Being a parent is that thing in life that's a hundred times harder than you imagined and a hundred times better.  The good times are the easy ones.  The birthdays and holidays and vacations and moments of pride and gratitude.  The wet kisses and hugs around your legs and snuggles at night and "I love you"s that don't quit just because the lights go out.  Those are the good times.  The movies with popcorn and the kid who wants cold hot dogs, and the kid who loves cheesecake and the kid who loves his brother more than anything and the kid who will talk transformers for hours and hours and hours and....  Those are the good times.

The times when you can't fix things, though?  Those are the times that make mamas lose sleep.  The nights spent awake with sick babies, the nights that you want to sleep more than anything but the baby wants his mama more than anything...  The low self esteem days when friends are being unkind... the overtired days when one wrong look and they all dissolve into tears... the days when my patience level is at zero, but my babies demand more...  the weeks when the hours of sleep can be counted on the fingers of one hand...  when your six year old sees himself as a kid with diabetes instead of a kid who has so much more to offer.

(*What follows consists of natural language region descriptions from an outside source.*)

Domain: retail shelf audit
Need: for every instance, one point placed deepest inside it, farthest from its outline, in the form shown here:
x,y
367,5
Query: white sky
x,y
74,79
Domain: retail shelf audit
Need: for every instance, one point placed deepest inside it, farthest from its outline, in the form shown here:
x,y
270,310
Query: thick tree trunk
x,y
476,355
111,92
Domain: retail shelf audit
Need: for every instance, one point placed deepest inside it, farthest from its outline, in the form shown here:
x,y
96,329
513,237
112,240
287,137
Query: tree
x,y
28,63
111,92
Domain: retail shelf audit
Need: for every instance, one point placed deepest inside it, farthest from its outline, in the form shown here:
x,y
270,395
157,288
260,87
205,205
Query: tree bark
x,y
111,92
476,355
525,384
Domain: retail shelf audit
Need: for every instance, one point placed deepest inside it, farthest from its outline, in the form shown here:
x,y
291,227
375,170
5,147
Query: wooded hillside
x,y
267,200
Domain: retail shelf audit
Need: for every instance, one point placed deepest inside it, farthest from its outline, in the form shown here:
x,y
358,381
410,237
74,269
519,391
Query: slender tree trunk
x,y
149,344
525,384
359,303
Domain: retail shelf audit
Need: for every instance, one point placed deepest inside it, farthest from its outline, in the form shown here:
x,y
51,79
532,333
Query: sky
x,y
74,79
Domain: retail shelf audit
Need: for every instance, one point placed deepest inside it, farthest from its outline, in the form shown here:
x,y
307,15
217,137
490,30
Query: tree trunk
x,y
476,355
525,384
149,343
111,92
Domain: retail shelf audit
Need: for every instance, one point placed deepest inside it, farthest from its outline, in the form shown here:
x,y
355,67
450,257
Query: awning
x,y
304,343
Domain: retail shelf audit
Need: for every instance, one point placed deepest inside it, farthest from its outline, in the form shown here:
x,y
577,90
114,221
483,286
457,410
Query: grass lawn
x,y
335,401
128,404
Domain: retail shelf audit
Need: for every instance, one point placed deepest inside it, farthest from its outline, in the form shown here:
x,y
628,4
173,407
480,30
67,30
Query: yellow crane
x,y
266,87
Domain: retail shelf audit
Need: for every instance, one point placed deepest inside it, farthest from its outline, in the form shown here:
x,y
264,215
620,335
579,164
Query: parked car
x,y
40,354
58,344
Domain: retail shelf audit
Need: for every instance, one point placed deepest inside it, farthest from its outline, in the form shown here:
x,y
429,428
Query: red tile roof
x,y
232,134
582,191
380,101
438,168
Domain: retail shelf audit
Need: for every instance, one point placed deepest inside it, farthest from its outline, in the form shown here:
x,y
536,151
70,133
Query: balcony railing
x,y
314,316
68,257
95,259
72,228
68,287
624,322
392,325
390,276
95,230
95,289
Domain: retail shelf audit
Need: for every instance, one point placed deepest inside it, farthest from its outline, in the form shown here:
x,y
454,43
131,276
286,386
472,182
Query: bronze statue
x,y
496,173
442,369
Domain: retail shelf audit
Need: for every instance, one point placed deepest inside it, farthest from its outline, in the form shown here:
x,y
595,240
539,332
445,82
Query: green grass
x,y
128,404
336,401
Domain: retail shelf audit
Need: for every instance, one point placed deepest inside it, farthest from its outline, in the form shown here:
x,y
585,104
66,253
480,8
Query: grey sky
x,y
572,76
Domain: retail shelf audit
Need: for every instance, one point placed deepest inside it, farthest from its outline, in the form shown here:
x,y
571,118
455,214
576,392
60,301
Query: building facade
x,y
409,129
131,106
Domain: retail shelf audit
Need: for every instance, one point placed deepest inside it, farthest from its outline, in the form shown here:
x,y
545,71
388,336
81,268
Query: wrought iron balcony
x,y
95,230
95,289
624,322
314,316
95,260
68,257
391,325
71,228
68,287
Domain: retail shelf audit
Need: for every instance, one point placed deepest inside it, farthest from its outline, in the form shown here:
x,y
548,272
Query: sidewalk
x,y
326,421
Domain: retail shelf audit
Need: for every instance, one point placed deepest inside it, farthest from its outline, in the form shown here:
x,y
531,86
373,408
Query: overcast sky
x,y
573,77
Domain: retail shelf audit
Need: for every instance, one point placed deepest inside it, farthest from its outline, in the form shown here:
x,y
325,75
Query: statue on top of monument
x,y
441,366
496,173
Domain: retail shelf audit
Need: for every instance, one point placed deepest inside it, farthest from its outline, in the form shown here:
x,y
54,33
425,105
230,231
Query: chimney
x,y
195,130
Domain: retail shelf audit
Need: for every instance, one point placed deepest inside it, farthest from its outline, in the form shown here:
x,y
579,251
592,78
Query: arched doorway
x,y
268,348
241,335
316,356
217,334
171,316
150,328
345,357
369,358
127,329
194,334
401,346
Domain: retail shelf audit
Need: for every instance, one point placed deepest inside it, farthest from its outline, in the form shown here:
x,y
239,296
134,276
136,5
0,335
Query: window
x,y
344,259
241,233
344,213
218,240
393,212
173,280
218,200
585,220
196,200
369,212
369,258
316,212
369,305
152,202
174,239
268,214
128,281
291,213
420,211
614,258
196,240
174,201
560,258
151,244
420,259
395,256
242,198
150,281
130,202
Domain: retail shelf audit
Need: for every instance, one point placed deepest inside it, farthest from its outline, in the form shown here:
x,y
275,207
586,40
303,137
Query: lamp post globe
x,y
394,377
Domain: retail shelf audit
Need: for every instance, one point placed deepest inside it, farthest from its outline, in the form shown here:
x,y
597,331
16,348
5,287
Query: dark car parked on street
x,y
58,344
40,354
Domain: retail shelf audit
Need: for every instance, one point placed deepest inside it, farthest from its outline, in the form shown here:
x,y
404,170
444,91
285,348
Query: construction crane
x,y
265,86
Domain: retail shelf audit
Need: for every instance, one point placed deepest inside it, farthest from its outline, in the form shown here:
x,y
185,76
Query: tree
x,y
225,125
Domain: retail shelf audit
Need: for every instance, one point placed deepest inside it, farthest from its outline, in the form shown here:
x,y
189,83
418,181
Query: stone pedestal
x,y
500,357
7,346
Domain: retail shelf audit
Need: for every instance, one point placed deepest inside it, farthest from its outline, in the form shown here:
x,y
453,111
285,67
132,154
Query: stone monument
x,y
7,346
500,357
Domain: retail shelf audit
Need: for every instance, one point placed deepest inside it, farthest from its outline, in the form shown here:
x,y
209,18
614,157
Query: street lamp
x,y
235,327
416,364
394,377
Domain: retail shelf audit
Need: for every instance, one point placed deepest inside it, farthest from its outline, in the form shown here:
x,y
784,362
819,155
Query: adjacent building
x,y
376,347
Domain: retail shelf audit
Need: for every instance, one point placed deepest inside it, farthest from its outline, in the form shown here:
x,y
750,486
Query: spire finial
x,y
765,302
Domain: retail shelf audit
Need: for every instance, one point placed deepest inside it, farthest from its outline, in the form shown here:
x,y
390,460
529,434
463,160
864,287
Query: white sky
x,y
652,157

What do I take away from all of this lengthy musing?  Think of what you'd want to be on your paper as a metaphor for your life.  Like my feisty one, make sure it's colorful.  Like my Queen Bee--Make sure that it's something you love, whether that's fuzzy animals or something else equally awesome. Like my Son Number One?  Choose wisely the one thing what you want people to recognize about you, and don't allow something to define you that doesn't.